Davin mengerutuki diri nya sendiri, kenapa setiap dia menaruh hati pada seorang wanita selalu berhubungan dengan Keenan. Dulu dia menyukai istri dari Keenan, sekarang wanita yang sedang dia sukai juga masih ada hubungan nya dengan Keenan, yang tak lain adalah kekasih dari asisten pribadi Keenan.
Suasana menjadi hening, baik Davin atau pun Safira sibuk dengan pikiran nya masing-masing saat ini. Sampai klien yang mereka tunggu datang. Mereka kemudian memulai meeting mereka dengan lancar tanpa ada kendala apa pun. Safira juga bisa mengimbangi meeting itu, karena sebelum nya dia juga pernah mengikut meeting seperti ini walaupun posisi nya bukan sebagai sekretaris saat itu.
Davin akui jika Safira adalah wanita yang cerdas dan bisa di andalkan. Dia merasa tidak salah menempatkan Safira sebagai sekertaris nya. Bahkan klien nya pun memuji kinerja sekertaris Davin yang sekarang di bandingkan sekertaris nya yang dulu yang tak lain adalah Siska.

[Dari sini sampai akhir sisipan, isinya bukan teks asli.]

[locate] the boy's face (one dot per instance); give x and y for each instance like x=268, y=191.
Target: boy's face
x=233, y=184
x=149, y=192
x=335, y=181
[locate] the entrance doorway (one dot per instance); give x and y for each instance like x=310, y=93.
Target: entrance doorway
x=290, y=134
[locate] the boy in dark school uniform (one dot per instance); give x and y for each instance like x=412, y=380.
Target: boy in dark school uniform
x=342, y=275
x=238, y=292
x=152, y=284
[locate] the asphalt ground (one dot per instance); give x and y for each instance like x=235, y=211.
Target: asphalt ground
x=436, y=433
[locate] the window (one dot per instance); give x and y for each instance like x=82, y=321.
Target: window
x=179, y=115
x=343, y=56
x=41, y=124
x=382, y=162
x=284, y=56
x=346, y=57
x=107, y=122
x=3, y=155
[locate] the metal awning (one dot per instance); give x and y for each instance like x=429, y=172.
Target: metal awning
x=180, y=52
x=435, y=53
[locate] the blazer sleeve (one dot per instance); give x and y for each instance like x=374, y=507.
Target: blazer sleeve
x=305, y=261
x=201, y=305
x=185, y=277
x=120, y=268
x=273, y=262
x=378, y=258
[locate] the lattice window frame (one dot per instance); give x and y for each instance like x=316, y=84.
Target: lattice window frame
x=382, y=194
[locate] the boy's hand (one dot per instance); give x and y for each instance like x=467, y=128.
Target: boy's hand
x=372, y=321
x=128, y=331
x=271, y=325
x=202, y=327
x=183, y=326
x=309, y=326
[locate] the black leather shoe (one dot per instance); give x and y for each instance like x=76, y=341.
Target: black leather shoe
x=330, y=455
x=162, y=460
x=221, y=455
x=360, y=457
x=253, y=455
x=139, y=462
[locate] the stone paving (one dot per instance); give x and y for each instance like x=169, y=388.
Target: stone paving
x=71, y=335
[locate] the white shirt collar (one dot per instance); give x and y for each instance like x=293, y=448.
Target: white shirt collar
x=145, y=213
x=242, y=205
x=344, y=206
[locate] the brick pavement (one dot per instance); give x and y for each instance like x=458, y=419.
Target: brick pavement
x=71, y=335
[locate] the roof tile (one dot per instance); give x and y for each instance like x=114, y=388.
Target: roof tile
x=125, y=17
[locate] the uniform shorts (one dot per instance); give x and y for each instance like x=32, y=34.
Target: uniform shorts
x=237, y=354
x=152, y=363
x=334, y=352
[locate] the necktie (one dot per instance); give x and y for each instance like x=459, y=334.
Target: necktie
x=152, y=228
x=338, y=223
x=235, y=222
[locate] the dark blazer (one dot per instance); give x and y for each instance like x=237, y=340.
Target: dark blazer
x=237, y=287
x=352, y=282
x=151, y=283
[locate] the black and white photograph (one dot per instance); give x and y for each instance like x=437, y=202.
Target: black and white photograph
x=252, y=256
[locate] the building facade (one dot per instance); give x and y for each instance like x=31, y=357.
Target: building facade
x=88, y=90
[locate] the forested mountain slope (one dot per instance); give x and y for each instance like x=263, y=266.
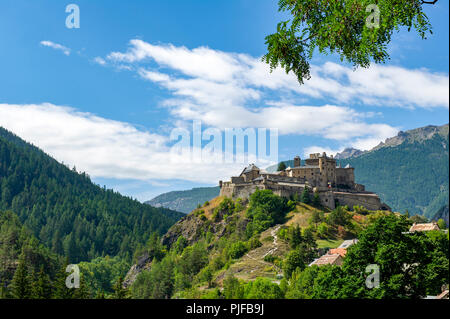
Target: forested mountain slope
x=185, y=201
x=67, y=212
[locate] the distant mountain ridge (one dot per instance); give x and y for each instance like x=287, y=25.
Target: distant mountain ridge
x=420, y=134
x=349, y=152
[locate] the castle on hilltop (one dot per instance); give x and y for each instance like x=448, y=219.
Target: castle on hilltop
x=335, y=185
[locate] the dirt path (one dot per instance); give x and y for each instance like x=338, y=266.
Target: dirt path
x=274, y=248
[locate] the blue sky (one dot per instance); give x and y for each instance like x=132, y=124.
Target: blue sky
x=105, y=97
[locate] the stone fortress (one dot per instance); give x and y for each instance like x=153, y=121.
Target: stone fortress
x=320, y=174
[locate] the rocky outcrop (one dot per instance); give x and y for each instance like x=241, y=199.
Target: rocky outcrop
x=416, y=135
x=349, y=152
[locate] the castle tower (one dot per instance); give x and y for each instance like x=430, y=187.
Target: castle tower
x=297, y=161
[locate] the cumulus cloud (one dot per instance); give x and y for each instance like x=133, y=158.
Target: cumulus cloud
x=236, y=90
x=56, y=46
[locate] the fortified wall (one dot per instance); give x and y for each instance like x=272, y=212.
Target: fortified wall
x=335, y=185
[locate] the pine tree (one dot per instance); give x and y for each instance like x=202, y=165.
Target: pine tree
x=83, y=292
x=21, y=287
x=60, y=290
x=42, y=288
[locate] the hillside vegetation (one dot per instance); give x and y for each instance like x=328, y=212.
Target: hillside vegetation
x=185, y=201
x=262, y=249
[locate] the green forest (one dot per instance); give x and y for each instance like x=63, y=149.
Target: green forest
x=52, y=216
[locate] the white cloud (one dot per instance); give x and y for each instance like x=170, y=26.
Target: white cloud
x=99, y=60
x=240, y=78
x=56, y=46
x=106, y=148
x=236, y=90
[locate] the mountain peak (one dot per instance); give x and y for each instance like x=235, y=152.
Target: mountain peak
x=415, y=135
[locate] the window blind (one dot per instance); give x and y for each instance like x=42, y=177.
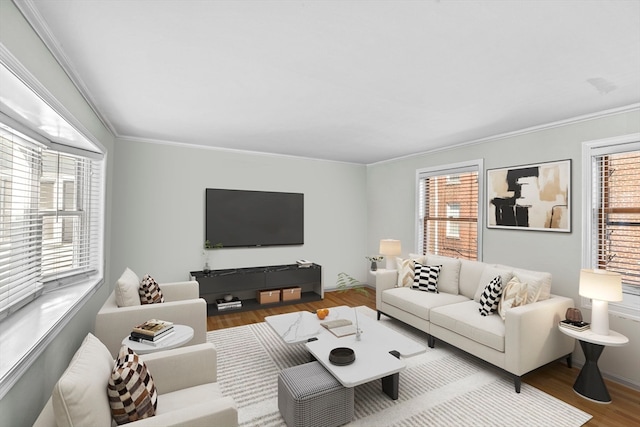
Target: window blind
x=449, y=212
x=21, y=226
x=617, y=214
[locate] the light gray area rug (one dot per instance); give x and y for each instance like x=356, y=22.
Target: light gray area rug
x=442, y=387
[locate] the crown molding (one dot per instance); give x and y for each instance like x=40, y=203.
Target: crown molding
x=39, y=25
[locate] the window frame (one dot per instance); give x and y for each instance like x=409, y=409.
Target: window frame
x=23, y=339
x=629, y=307
x=451, y=169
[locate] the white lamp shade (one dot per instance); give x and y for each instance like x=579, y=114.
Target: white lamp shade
x=600, y=285
x=390, y=247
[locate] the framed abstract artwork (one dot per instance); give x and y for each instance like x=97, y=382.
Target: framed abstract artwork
x=530, y=197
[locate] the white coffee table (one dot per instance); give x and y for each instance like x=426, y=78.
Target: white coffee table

"Akhirnya selesai juga...." gumam Safira lega. Dia melirik jam yang melingkar di tangan nya sudah menunjukkan pukul empat sore. Tidak terasa mereka menghabiskan waktu selama tiga jam lebih saat meeting tadi.
__ADS_1
"Kamu bisa langsung pulang, jadi tidak usah kembali ke kantor lagi," titah Davin kepada Safira yang sedang membereskan beberapa berkas meeting tadi di meja. Setelah mengatakan hal itu Davin langsung pergi dari tempat itu.
"Baik tuan...."
**
Hari demi hari terlalui, tidak terasa hari ini adalah hari yang sangat di nantikan bagi sepasang kekasih yang akan mengikat janji suci pernikahan untuk yang kedua kali nya. Semua persiapan sudah selesai di lakukan, bahkan rangkaian acara sebelum akad nikah seperti lamaran, pengajian dan juga siraman sudah selesai di lakukan semua nya. Tidak ada rangkaian acara sebelum pernikahan yang terlewatkan sedikit pun.

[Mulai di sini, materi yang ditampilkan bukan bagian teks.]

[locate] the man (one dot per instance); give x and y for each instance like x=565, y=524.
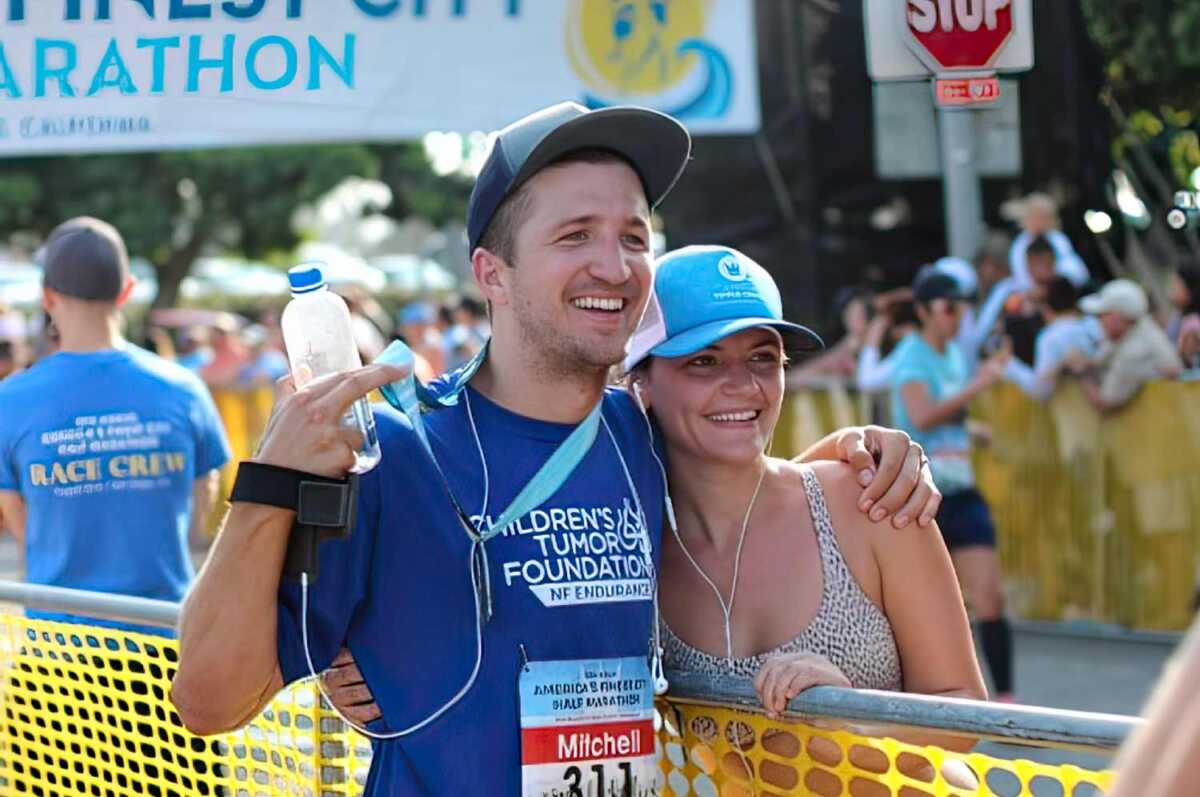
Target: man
x=930, y=395
x=1137, y=349
x=1024, y=312
x=108, y=454
x=447, y=629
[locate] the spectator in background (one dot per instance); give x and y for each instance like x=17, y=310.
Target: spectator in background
x=840, y=360
x=1038, y=216
x=265, y=363
x=1137, y=349
x=996, y=286
x=369, y=322
x=1185, y=327
x=229, y=357
x=7, y=359
x=193, y=351
x=991, y=265
x=1069, y=337
x=930, y=394
x=895, y=319
x=108, y=454
x=1024, y=311
x=473, y=313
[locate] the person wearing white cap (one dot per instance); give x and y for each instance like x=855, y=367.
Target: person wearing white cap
x=771, y=571
x=1137, y=351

Sekarang ini semua orang yang ada di keluarga Dirgantara dan Richard sedang sibuk mempersiapkan diri untuk acara akad nikah Keenan dan Nayla yang akan di adakan di Mansion Richard Thomson.

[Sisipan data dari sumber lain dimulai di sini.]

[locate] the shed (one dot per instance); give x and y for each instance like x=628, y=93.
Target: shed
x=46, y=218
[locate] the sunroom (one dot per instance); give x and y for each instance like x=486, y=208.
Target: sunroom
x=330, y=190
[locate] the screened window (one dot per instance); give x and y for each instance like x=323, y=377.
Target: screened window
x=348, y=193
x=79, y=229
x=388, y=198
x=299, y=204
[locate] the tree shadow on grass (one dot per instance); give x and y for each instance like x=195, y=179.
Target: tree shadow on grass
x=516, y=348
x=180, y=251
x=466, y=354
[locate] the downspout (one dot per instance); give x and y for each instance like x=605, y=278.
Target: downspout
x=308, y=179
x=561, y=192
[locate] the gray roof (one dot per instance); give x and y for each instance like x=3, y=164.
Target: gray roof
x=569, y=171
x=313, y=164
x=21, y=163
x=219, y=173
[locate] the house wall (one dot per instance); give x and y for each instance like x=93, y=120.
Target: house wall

Mereka sepakat mengadakan akad nikah di sana karena acara tersebut hanya akan dihadiri oleh keluarga dan kerabat terdekat saja. Mengingat betapa sakral nya acara tersebut, jadi mereka memutuskan tidak mengundang banyak tamu di acara akad nikah. Setelah itu malam nya mereka baru akan mengadakan resepsi besar-besar an di ballroom hotel mewah yang ada di kota itu.
"San....kenapa aku deg-deg an seperti ini ya, padahal ini bukan kali pertama aku akan menikah, dan aku juga menikah masih dengan orang yang sama," ucap Nayla yang duduk di meja rias.
Dia beberapa kali menghela nafas dan memegang dada nya yang berdetak tidak karuan. Santi tersenyum melihat sahabat nya sedang gugup, dia berjalan menghampiri sahabat nya itu dan mengusap pundak Nayla dengan lembut untuk mengurangi rasa gugup nya.
"Wajar tahu Nay....mau pernah sudah menikah atau yang baru pertama kali, yang nama nya mau melakukan ijab qobul pasti deg-deg an, tapi yakin saja jika semua nya nanti aja berjalan dengan lancar tidak ada kendala apa pun itu," Santi berusaha untuk menenangkan sahabat nya itu.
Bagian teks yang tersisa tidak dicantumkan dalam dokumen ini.